Some time ago, I received a query from Alice Groner, regarding the name Union, as applied to cemeteries. Here is what she wrote:
Why were so many cemeteries named Union Cemetery years before the Civil War? . . . I have continued my search as well and discovered that Union Twp. in Hunterdon County was named after Union Furnace which made, among other things, cannon balls for the Revolutionary War. And a lot of the Union Cemeteries in NJ were established before/long before the Civil War. The Union Cemetery, which kicked off the discussion with my friend, is located near Finesville (on the Warren County side of the Musconetcong River), and it is so old that few tombstones are readable. I’m, also, wondering if the usual rather small cemeteries of our early churches filled up and, therefore, folks decided to have a cemetery uniting those of all/most faiths.

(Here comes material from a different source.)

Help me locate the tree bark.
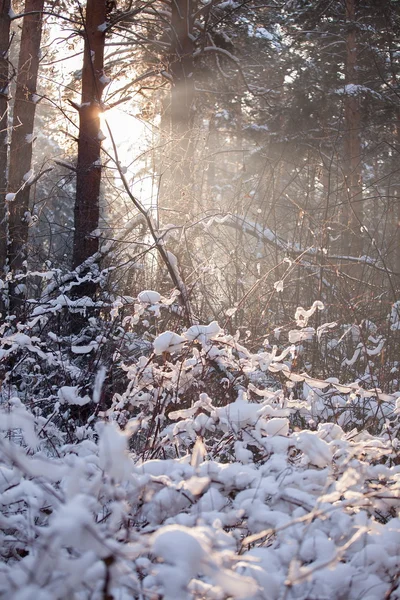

“…so many questions…so little time.”
A Google search on the word Union in the Revolutionary War will get you some articles on the many flags that were flown during that time, one in particular (from Taunton, Massachusetts) with the words: “Liberty and Union.” So the word was on people’s minds when they thought about uniting the colonies. The goal of creating “a more perfect union” was used in the preamble to the Constitution.
Perhaps some of you can come up with a better answer for Alice. It’s an intriguing question.
March 31, 2015 @ 2:31 pm
According to its website, Union Township in Hunterdon County was named after the Union Furnace, which was built in 1742 and operated until the 1780s.
March 31, 2015 @ 5:09 pm
In Milford Borough, there used to be a separate cemetery for the Milford Presbyterian Church, across the street (route 519) from the church, where the Milford School was later built. There was another cemetery (now defunct) on Water Street which had many gravestones and was marked on the 1873 Atlas of Hunterdon County, next to a marble works. A Methodist Church was near the defunct cemetery leading some to believe that their members were buried there. Also, there was the cemetery around the Christian Church. All three of these cemeteries were small. In 1858 the Milford Union Cemetery was incorporated to include burials for everyone who could purchase a plot and many, if not all, of the previous Presbyterian burials were moved there ca. 1858. So, I think it safe to say that Union in this name meant to combine the previous burial opportunities into one much larger cemetery, which is still active almost 160 years later. Other “Union” cemeteries in Hunterdon County include Union Cemetery (next to Round Valley Meth Ch) in Lebanon Borough, Union Cemetery (Clinton Baptist) in the Town of Clinton, Lower Valley Union Cemetery in Califon Borough, Union Cemetery in Ringoes, Union Cemetery on Race St across from the Bethlehem Pres. Ch. in Union Twp., and Union Cemetery Assn of Wertsville (a.k.a. Stout-Manners or Youngs Burial Ground) in East Amwell Twp.